Collaborative Research and Student Work Areas

The building is designed to facilitate collaboration, and to be flexible for changing requirements. Every floor has multiple informal student study areas, some of which are glassed in for group study and some are open. Each is outfitted with projection capabilities using ShareLinkTM technology. Student spaces and classrooms are equipped to project onto screens from tablets, laptops, and handheld devices.

Classroom furniture can easily be rearranged to support a “flipped” classroom. Tables in the new building are on casters. There are two large screens in the front of the classroom, and the walls are lined with hanging monitors connected wirelessly.  There are no computers in the classrooms, because students typically own their own laptop and tablet.

Teaching labs also are design to be adaptable: Lab benches are connected via ceiling panels, with overhead utilities, and flexible lighting, hoods, and snorkels for chemical and bench work.
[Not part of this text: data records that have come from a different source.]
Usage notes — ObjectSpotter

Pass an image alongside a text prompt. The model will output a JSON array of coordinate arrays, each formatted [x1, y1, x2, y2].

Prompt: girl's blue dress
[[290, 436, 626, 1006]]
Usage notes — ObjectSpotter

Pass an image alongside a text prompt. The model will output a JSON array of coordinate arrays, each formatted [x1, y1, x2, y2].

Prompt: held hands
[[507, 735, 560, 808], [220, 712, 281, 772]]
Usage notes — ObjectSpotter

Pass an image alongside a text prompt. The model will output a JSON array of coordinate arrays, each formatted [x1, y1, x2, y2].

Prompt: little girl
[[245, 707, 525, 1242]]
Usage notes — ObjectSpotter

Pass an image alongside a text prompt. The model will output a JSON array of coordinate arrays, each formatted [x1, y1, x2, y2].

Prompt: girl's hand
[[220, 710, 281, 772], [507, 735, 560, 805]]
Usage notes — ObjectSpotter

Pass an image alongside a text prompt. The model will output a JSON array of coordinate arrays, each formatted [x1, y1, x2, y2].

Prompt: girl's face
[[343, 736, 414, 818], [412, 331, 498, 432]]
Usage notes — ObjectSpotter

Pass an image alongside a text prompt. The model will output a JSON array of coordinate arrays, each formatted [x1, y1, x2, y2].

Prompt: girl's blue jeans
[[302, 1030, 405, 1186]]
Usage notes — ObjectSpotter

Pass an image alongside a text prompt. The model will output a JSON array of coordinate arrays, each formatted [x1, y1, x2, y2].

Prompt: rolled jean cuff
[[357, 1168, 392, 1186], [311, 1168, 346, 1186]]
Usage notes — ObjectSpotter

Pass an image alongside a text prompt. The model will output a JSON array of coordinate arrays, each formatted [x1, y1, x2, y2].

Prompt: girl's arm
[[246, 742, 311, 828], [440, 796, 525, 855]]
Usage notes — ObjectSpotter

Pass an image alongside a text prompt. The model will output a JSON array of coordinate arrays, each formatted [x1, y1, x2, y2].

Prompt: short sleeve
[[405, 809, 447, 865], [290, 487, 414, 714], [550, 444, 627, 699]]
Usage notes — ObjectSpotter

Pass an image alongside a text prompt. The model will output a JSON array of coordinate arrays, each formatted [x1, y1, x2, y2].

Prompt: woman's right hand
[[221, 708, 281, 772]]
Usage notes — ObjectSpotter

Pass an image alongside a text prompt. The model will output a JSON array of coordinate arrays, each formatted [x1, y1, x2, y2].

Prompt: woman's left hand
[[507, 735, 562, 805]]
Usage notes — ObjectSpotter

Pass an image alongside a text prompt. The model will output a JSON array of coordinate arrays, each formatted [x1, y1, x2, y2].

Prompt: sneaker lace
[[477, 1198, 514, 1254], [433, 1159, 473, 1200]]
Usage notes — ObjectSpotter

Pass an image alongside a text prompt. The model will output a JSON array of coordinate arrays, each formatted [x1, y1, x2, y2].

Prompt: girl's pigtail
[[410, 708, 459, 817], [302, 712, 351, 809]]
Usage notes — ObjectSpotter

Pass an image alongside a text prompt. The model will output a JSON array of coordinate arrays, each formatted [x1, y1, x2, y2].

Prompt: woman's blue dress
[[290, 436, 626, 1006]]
The chemical engineering lab, for example, is being used to teach other classes until chemical engineering is added to the program.

For collaborative research, the building features open research suites on floors two and three, each including six separate assignable research bays. The main part of the lab is fitted out with all mobile and adjustable casework, with the exception of the fixed support areas—sink, prep, and storage—along the inside wall. As in the teaching labs, utilities drop down from the ceiling, and not all benches are equipped with hoods and snorkels.

“I suspect with engineering research the way it is that some of those benches are going to be almost immediately removed,” says Goering. “We have a civil engineer with funding from the federal Department of Transportation to look at transportation safety. He wants to build a 3D visualization system, and he doesn’t need a lab bench for that. He needs a big space for screens and a visualization system.”

Sustainability Features

The temperature in Fairbanks can fluctuate by nearly 100 degrees Fahrenheit over the course of just a few days, so energy efficiency is critical with the new building. The location itself offers some relief, with two if its “outside” walls erected up against the adjacent buildings.

The building uses slab heat, harnessing waste heat captured from the power plant at 100 degrees Fahrenheit. That is not hot enough for a standard heating system, but a slab heat system can make use of low-temperature waste heat. The power supply is supplemented with 12,000 kWh per year from a solar array installed on the south wall.